Provide support for all cmap table formats #105

fdb · 2015-04-03T06:05:16Z

E.g. platformID = 1, encodingID = 0 as used in http://www.ivank.net/BRUSHSTP.ttf.

Pomax · 2015-06-25T04:55:42Z

I'd somewhat advocate not bothering with this - the format is so old nothing makes these fonts anymore (the format 0 cmap is horrendendously inadequate for anything but toy fonts =). Adding support for more complex or new formats like 13/14 would be worth doing, but format 0 would add support for something we shouldn't even be using anymore.

bitinn · 2015-06-25T09:26:15Z

Looks like Apple just decided to use platformID = 0 for their default system font, see #139

Jolg42 · 2016-07-29T15:56:00Z

cmap 12 read support was just added with PR #207 😉

fdb · 2016-07-31T09:19:08Z

Any other important formats we should support?

Jolg42 · 2016-07-31T09:49:10Z

@fdb 4 is limited to 16 bit (Unicode Plan 1) & 12 to 32 bit (All Unicode Plans) they follow the same specification & it looks like they're the most common cmap tables.

I decompiled some fonts with FontTools & found that format 6 is also common.
So maybe the next step will be reading format 6 but if nobody is having a problem now, maybe we can wait before implementing it 😉

Pomax · 2016-07-31T22:42:23Z

For proper opentype support, I'd consider cmap 4, 12, 13 and 14 essential: cmap 4 and 12 for "proper plain old unicode" support—4 mapping to UCS2, and 12 mapping to UCS4—and the (recently introduced) cmap 13 and 14 because opentype needs them for properly supporting many-to-one mapping, and variation selection mapping, respectively.

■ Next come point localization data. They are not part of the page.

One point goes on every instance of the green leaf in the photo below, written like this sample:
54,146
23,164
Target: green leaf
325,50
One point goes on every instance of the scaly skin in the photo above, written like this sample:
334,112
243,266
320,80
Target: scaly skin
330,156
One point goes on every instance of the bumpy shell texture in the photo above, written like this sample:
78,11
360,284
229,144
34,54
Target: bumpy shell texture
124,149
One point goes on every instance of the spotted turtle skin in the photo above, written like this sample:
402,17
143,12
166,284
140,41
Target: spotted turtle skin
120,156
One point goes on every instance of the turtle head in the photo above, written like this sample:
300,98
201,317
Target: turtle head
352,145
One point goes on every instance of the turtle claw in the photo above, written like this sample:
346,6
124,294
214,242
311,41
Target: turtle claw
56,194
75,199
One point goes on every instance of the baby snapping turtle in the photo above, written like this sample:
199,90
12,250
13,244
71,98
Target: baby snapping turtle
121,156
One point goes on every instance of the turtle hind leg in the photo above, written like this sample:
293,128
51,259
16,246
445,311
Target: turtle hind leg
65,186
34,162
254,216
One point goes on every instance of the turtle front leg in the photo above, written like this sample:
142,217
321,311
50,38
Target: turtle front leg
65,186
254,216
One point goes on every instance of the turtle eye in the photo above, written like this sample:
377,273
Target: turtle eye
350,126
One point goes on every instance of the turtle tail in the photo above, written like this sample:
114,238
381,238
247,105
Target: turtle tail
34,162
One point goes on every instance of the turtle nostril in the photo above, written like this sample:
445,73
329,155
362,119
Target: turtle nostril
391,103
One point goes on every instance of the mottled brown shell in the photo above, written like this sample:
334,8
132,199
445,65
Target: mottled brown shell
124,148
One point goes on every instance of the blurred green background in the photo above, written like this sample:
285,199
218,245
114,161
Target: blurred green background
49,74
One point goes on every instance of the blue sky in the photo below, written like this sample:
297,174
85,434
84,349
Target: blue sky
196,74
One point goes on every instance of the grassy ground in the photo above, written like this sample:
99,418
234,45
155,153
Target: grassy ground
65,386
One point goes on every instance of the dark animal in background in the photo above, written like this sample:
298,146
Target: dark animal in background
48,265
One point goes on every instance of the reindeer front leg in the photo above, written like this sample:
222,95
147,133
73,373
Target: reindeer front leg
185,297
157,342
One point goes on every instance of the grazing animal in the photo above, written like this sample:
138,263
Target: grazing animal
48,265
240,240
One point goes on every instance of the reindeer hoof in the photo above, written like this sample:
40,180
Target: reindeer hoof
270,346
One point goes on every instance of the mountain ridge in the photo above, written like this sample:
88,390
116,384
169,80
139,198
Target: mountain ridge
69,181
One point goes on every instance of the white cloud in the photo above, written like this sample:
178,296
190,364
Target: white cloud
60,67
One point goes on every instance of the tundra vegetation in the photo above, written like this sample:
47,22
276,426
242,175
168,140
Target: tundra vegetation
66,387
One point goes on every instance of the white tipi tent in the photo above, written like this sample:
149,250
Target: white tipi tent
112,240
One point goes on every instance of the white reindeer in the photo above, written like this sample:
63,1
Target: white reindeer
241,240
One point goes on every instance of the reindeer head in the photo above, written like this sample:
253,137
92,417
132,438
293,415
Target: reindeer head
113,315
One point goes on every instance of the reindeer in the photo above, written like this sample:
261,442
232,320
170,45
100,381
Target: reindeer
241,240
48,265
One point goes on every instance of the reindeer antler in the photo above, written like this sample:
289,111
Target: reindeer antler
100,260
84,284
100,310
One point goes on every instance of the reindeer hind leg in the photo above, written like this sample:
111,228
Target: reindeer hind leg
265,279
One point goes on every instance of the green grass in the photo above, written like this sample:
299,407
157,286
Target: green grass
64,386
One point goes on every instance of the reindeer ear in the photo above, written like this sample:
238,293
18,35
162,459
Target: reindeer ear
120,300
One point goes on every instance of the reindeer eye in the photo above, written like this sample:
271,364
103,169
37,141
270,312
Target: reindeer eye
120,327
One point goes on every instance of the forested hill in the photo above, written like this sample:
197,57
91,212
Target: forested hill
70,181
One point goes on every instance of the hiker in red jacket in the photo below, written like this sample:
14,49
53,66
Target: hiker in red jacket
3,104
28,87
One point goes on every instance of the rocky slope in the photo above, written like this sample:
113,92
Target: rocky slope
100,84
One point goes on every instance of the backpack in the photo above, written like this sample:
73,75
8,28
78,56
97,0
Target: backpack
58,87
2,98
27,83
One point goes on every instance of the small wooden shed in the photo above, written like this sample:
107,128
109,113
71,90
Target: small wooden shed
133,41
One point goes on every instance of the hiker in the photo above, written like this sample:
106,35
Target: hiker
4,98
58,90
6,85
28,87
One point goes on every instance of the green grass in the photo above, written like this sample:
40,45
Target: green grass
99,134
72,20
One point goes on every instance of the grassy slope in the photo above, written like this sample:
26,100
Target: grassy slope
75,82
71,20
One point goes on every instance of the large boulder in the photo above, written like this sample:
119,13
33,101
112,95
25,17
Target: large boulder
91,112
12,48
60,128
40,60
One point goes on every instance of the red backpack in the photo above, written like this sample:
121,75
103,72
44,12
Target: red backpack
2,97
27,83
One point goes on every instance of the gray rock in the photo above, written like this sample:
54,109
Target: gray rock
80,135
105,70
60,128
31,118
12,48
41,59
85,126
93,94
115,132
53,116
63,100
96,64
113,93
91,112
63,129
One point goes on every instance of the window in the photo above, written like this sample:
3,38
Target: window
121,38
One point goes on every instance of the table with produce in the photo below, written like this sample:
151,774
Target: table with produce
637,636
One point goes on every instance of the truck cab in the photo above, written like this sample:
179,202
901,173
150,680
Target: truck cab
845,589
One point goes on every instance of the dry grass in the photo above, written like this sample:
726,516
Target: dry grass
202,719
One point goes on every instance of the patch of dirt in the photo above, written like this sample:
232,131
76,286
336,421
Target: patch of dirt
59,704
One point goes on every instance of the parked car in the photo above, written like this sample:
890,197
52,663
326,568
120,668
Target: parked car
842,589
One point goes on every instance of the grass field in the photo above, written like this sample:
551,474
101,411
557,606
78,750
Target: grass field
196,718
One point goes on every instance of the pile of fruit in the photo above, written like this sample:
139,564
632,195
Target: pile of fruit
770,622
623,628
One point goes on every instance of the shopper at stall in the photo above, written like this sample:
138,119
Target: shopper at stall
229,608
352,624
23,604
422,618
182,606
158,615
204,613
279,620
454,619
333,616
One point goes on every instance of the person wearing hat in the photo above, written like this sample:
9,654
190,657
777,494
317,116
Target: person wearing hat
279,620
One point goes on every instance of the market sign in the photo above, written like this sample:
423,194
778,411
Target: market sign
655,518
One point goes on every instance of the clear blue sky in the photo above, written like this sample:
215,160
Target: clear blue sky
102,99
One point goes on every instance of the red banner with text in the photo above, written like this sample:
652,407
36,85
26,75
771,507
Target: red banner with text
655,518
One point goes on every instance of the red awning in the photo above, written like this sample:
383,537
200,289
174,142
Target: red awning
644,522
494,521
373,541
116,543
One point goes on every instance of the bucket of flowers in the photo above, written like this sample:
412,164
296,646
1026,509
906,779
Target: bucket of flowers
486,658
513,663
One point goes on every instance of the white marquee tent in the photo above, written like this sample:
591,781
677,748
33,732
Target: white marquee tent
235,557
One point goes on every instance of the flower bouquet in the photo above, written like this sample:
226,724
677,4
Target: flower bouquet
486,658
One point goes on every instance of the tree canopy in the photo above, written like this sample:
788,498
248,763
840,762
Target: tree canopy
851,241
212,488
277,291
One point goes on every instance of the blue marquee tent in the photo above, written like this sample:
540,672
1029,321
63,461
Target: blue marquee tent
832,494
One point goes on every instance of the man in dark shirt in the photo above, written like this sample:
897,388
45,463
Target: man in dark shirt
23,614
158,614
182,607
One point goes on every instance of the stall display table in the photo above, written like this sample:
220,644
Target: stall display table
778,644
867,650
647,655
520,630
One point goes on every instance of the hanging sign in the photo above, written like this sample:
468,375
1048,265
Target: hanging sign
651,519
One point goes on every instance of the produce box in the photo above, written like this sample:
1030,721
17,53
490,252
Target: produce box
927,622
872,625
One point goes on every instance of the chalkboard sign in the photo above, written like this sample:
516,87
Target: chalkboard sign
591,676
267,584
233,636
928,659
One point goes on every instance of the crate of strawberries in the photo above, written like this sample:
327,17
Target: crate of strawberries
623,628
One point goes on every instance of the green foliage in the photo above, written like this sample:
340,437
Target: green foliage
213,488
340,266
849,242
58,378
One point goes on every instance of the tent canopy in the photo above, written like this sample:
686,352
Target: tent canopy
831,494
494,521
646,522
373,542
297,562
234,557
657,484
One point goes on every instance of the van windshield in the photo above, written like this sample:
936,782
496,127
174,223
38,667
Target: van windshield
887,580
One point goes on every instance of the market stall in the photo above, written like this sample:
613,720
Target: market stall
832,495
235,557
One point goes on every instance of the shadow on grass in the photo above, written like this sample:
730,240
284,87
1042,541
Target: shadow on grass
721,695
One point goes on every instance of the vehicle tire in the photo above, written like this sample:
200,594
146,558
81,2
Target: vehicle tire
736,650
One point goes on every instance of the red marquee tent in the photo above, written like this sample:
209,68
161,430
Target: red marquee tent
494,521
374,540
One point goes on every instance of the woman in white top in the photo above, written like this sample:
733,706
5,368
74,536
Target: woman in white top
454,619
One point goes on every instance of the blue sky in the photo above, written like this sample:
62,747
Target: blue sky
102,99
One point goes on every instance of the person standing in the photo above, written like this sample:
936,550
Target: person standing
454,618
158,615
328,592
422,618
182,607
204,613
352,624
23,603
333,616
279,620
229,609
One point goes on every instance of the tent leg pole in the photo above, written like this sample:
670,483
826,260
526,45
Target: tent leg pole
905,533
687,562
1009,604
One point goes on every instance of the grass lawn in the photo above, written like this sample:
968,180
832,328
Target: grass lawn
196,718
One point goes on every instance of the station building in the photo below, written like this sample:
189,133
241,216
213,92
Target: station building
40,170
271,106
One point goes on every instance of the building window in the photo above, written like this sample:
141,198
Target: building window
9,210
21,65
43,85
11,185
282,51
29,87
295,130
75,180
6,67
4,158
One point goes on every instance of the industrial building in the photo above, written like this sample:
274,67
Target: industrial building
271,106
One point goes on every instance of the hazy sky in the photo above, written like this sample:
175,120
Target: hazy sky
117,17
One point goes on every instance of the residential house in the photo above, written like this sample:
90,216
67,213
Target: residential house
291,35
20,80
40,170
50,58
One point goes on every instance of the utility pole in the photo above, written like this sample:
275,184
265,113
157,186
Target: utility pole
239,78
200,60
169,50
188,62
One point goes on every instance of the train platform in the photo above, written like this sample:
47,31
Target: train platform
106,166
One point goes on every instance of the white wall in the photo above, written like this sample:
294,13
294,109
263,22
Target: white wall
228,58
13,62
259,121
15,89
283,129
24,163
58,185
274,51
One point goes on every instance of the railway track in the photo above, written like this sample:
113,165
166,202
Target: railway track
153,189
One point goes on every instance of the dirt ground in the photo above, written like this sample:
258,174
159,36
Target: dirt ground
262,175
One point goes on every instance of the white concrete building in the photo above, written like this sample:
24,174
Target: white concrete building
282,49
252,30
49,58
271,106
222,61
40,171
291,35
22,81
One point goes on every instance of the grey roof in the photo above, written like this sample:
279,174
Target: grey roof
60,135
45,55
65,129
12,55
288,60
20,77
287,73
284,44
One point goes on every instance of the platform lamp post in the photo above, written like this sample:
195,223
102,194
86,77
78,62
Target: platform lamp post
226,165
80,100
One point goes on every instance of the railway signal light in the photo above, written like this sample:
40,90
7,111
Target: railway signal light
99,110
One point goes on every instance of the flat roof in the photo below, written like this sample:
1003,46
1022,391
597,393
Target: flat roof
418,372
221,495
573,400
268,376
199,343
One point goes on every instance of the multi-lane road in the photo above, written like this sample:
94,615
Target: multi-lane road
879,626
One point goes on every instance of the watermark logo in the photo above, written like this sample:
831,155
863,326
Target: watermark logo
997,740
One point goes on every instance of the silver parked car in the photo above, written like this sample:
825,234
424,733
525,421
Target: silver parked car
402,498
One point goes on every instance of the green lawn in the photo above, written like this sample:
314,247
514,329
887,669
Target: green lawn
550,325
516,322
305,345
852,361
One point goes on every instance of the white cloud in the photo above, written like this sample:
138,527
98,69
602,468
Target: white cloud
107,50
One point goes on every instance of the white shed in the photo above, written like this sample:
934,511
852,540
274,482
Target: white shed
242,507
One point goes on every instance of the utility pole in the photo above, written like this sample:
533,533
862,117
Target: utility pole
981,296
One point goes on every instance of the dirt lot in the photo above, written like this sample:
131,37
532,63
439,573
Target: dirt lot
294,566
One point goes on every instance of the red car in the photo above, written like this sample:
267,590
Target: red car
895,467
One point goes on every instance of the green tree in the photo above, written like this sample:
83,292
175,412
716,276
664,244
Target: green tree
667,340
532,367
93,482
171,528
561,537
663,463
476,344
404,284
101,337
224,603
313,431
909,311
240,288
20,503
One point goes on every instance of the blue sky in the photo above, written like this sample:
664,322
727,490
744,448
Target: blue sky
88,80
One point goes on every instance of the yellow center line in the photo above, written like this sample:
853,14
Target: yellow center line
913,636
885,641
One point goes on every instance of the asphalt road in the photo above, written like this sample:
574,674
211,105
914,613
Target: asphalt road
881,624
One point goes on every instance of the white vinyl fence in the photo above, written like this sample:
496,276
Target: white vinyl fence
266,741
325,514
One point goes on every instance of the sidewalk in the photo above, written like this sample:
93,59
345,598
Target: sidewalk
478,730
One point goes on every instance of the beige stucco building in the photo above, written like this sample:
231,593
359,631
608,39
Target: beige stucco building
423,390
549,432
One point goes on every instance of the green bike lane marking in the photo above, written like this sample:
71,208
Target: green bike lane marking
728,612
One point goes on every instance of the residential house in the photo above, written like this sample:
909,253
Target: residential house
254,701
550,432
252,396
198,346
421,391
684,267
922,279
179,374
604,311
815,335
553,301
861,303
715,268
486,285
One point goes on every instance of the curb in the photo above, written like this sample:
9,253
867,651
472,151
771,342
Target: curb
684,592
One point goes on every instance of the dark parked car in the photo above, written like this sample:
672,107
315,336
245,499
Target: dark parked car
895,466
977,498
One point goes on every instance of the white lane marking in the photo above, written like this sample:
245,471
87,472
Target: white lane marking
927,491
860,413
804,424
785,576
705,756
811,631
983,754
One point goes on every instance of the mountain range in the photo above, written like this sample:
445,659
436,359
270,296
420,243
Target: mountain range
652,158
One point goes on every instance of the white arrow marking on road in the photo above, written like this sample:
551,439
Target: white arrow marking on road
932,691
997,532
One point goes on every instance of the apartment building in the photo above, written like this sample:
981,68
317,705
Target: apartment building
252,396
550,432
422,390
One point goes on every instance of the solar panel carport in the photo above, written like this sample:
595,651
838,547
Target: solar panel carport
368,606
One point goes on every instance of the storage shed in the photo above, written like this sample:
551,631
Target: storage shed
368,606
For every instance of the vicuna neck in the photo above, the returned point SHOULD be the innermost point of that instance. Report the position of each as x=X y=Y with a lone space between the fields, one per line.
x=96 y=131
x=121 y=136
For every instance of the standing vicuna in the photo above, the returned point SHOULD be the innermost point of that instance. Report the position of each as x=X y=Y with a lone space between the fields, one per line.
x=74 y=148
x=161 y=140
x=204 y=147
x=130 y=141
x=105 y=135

Although that said, many of the other formats are almost trivial to implement compared to subtables 4 and 12, so... I'd honestly just say "implement them all". If effort is already going into proper cmap handling, handling all of them is good target.

Jolg42 · 2016-08-01T10:25:20Z

@Pomax Nice to know!
I think that CMAP 12 writing is the most important right now but one day maybe we will support every format ;)

But before that we will need to change how the cmap tables are handled, because right now if the cmap 12 is found the cmap 4 is not read (this is not a problem as 12 is a superset including 4) but we can't do that if we're adding more formats.

By the way are the 13 & 14 well implemented now?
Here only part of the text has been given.